The PCB image color migration device based on cluster analysis realizes adjustment and correction of the PCB image color to be detected in the PCB detection positioning device, does not need to operate the mean value and variance of the image channel, but performs local color matching, and has more accurate effect; and the main colors can be subjected to local color matching, so that interference among different colors is reduced, and the false colors are removed.
In addition, the PCB image color migration apparatus based on cluster analysis according to the above embodiment of the present invention may further have the following additional technical features:
further, in one embodiment of the present invention, the color space conversion module is specifically configured to:
converting the RGB color map into an LMS space to obtain an LMS color map;
and converting the LMS color map into an LAB space to obtain an LAB color map.
Further, in one embodiment of the present invention, the color clustering module uses a correlation clustering algorithm, such as SVM, bayes, KMeans, mean shift, DBSCAN, gaussian mixture model, and other clustering algorithms, to perform color clustering analysis on the PCB image.
Further, in one embodiment of the present invention, the color cluster matching module is specifically configured to:
matching the color cluster of each source image in the source image color cluster category list to the color cluster of only one target image in the target image color cluster category list, and outputting the color cluster matching result.
Further, in one embodiment of the present invention, a related color transformation formula, such as a calculation formula, is utilized, but not limited to:
wherein u is src R is the mean value of the color clusters of the source image src For the variance of the color clusters of the source image, u dst R is the mean value of the color cluster of the target image dst Is the variance of the target image color cluster. And mapping the LAB color image in the color mapping module to a new color.
In order to achieve the above objective, another embodiment of the present invention provides a method for migrating colors of a PCB image based on cluster analysis, comprising the steps of: step S1, respectively acquiring a PCB source image and a PCB target image color chart; s2, respectively converting the PCB source image and the PCB target image into RGB color images; step S3, converting the RGB color map into an LAB color map; step S4, setting the types of color clusters according to the LAB color map, and clustering the LAB color map by utilizing the color clusters to obtain a color cluster type list, wherein the color cluster list comprises a source image color cluster type list and a target image color cluster type list; step S5, performing bipartite graph matching on the step S1 by using the source image color cluster category list and the target image color cluster category list to obtain a color cluster matching result; step S6, calculating a color transformation matrix according to the color cluster matching result, mapping the LAB color map to a new color according to the color transformation matrix, and generating an LAB color migrated image; and step S7, converting the LAB color-migrated image into an RGB color-migrated image.

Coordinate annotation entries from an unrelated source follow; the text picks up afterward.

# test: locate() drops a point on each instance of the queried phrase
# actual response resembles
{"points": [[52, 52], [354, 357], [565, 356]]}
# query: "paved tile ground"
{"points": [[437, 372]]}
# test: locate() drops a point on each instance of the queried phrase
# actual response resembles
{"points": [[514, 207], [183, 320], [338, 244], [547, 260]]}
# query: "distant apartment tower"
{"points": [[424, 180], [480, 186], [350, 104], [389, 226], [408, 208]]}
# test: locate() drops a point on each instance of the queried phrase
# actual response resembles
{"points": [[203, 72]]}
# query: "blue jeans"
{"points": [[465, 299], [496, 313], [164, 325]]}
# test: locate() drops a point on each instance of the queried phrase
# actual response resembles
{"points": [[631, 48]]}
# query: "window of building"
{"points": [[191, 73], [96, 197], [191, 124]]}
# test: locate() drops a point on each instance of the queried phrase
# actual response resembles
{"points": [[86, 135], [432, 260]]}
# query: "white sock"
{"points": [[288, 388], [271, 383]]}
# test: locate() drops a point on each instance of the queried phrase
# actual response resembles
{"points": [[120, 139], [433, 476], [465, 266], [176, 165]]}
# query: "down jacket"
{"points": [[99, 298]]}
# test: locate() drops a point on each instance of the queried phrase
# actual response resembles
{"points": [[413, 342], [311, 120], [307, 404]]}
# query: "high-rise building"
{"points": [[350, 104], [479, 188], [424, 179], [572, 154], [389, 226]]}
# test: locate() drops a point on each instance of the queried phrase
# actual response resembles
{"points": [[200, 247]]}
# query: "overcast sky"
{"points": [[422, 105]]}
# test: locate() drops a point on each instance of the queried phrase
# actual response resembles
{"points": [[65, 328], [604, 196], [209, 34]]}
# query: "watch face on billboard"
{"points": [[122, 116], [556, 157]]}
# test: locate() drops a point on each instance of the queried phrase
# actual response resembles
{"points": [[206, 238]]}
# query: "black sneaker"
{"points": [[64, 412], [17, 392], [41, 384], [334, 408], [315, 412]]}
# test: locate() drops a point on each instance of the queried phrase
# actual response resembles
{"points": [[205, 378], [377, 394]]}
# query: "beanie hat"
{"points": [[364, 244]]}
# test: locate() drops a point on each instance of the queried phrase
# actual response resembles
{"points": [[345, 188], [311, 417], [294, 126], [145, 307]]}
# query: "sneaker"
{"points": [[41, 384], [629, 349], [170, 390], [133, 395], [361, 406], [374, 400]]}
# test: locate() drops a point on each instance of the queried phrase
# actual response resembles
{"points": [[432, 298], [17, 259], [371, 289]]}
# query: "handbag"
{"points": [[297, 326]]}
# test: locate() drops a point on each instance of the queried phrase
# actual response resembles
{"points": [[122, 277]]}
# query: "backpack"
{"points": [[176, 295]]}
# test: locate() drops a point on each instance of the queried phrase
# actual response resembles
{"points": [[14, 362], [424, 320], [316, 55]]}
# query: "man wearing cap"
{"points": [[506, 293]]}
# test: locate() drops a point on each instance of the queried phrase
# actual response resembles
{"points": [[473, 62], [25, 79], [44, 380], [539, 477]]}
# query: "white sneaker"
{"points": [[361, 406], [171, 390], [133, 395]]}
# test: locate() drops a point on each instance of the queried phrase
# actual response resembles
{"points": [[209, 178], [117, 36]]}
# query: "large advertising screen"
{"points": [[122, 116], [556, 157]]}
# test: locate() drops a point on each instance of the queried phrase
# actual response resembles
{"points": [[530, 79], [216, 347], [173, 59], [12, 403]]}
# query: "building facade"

The PCB image color migration method based on cluster analysis realizes adjustment and correction of the PCB image color to be detected in the PCB detection positioning device, does not need to operate the mean value and variance of the image channel, but performs local color matching, and has more accurate effect; and the main colors can be subjected to local color matching, so that interference among different colors is reduced, and the false colors are removed.
In addition, the method for migrating colors of PCB images based on cluster analysis according to the embodiment of the invention can also have the following additional technical features:
further, in an embodiment of the present invention, the converting the RGB color map into an LAB color map further includes: converting the RGB color map into an LMS space to obtain an LMS color map; and converting the LMS color map into an LAB space to obtain an LAB color map.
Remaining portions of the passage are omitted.